Dynevor Terrace: or, the clue of life — Volume 2 eBook

This eBook from the Gutenberg Project consists of approximately 446 pages of information about Dynevor Terrace.

Dynevor Terrace: or, the clue of life — Volume 2 eBook

This eBook from the Gutenberg Project consists of approximately 446 pages of information about Dynevor Terrace.

Yet Mary was not so much absorbed and satisfied with the visible and practical as had once been the case.  The growth had not been all on Louis’s side.  If her steadfast spirit had strengthened his wavering resolution, the intercourse and sympathy with him had opened and unfolded many a perception and quality in her, which had been as tightly and hardly cased up as leaf-buds in their gummy envelopes.  A wider range had been given to her thoughts; there was a swelling of heart, a vividness of sensation, such as she had not known in earlier times; she had been taught the mystery of creation, the strange connexion with the Unseen, and even with her fellow-men.  Beyond the ordinary practical kind offices, for which she had been always ready, there was now mingled something of Louis’s more comprehensive spirit of questioning what would do them good, and drawing food for reflection from their diverse ways.

She was sensible of the change again and again, when sights recurred which once had only spoken to her eye.  That luminous sea, sparkling like floods of stars, had been little more than ’How pretty! how funny!’ at her first voyage.  Now, it was not only ’How Louis would admire it!’ but ’How profusely, how gloriously has the Creator spread the globe with mysterious beauty! how marvellously has He caused His creatures to hold forth this light, to attract others to their needful food!’ And the furrow of fire left by their vessel’s wake spoke to her of that path ’like a shining light, shining more and more unto the perfect day.’  If with it came the remembrance of his vision of the threads of light, it was not a recollection which would lead to repining.

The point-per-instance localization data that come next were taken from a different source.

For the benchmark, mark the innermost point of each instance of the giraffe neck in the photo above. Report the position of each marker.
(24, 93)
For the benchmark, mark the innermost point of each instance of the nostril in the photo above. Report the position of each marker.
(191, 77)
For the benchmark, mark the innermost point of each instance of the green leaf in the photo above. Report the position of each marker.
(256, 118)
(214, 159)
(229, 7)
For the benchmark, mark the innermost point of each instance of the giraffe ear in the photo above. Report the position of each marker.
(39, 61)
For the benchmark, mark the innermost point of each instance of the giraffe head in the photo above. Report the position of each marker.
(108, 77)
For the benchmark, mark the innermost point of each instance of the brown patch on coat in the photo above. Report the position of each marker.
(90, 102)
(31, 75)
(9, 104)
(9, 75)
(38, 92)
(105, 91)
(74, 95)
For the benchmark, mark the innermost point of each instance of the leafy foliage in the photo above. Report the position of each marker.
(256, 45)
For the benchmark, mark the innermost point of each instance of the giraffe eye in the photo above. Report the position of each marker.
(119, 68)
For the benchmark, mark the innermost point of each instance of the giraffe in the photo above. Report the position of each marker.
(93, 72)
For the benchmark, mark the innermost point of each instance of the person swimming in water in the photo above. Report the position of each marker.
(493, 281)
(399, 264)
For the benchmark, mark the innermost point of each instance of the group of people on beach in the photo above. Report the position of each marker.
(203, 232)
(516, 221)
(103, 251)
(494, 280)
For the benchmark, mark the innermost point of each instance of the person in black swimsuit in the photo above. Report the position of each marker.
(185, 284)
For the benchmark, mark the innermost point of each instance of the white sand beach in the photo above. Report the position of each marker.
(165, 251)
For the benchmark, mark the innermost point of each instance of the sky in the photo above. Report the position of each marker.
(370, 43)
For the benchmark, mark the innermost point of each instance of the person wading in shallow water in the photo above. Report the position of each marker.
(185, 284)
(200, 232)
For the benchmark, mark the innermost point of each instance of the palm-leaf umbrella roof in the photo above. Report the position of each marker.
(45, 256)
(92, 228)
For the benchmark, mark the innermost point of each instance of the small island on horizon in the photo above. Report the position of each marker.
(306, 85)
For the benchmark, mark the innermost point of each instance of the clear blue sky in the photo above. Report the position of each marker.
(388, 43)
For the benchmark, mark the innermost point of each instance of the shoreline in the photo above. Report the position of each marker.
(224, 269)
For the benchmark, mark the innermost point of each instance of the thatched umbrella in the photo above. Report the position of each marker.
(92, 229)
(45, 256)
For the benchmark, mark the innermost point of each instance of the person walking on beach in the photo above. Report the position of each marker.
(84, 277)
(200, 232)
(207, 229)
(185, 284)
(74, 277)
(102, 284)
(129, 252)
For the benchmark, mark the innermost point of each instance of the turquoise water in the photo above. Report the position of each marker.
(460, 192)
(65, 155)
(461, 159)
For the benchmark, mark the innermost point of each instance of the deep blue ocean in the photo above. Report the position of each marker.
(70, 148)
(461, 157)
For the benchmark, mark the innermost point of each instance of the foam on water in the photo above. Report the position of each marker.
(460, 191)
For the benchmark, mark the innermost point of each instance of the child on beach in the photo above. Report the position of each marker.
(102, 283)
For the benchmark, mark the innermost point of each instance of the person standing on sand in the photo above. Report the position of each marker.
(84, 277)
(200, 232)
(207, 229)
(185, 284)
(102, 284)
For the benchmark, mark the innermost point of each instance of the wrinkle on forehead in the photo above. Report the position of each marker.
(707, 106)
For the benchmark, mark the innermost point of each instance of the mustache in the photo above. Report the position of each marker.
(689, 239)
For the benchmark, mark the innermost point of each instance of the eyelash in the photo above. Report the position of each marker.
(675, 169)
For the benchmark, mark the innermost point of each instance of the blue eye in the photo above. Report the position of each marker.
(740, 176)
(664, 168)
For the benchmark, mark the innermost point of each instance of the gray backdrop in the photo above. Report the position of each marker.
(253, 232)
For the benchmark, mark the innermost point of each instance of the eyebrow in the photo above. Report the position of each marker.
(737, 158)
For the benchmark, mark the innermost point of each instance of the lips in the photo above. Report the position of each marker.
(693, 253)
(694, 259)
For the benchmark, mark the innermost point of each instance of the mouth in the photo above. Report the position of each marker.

And when at Cape Horn, a mighty ice mountain drifted within view, spired, pinnacled, encrusted with whiteness, rivalled only by the glory of the summer cloud, caverned here and there into hollows of sapphire blue, too deeply dazzling to behold, or rising into peaks of clear, hard, chill green; the wild fantastic points sometimes glimmering with fragments of the rainbow arch; the rich variety, endless beyond measure in form and colouring, and not only magnificent and terrible in the whole maas, but lovely beyond imagination in each crystal too minute for the eye.  Mary had once, on a like occasion, only said, ‘it was very cold;’ and looked to see whether the captain expected the monster to bear down on the ship.  But the present iceberg put her in mind of the sublime aspirations which gothic cathedrals seem as if they would fain embody.  And then, she thought of the marvellous interminable waste of beauty of those untrodden regions, whence yonder enormous iceberg was but a small fragment—­a petty messenger—­regions unseen by human eye—­beauty untouched by human hand-the glory, the sameness, yet the infinite variety of perfect purity.  Did it not seem, with all the associations of cold, of peril, of dreariness, to be a visible token that indeed He who fashioned it could prepare ’good things past man’s understanding!’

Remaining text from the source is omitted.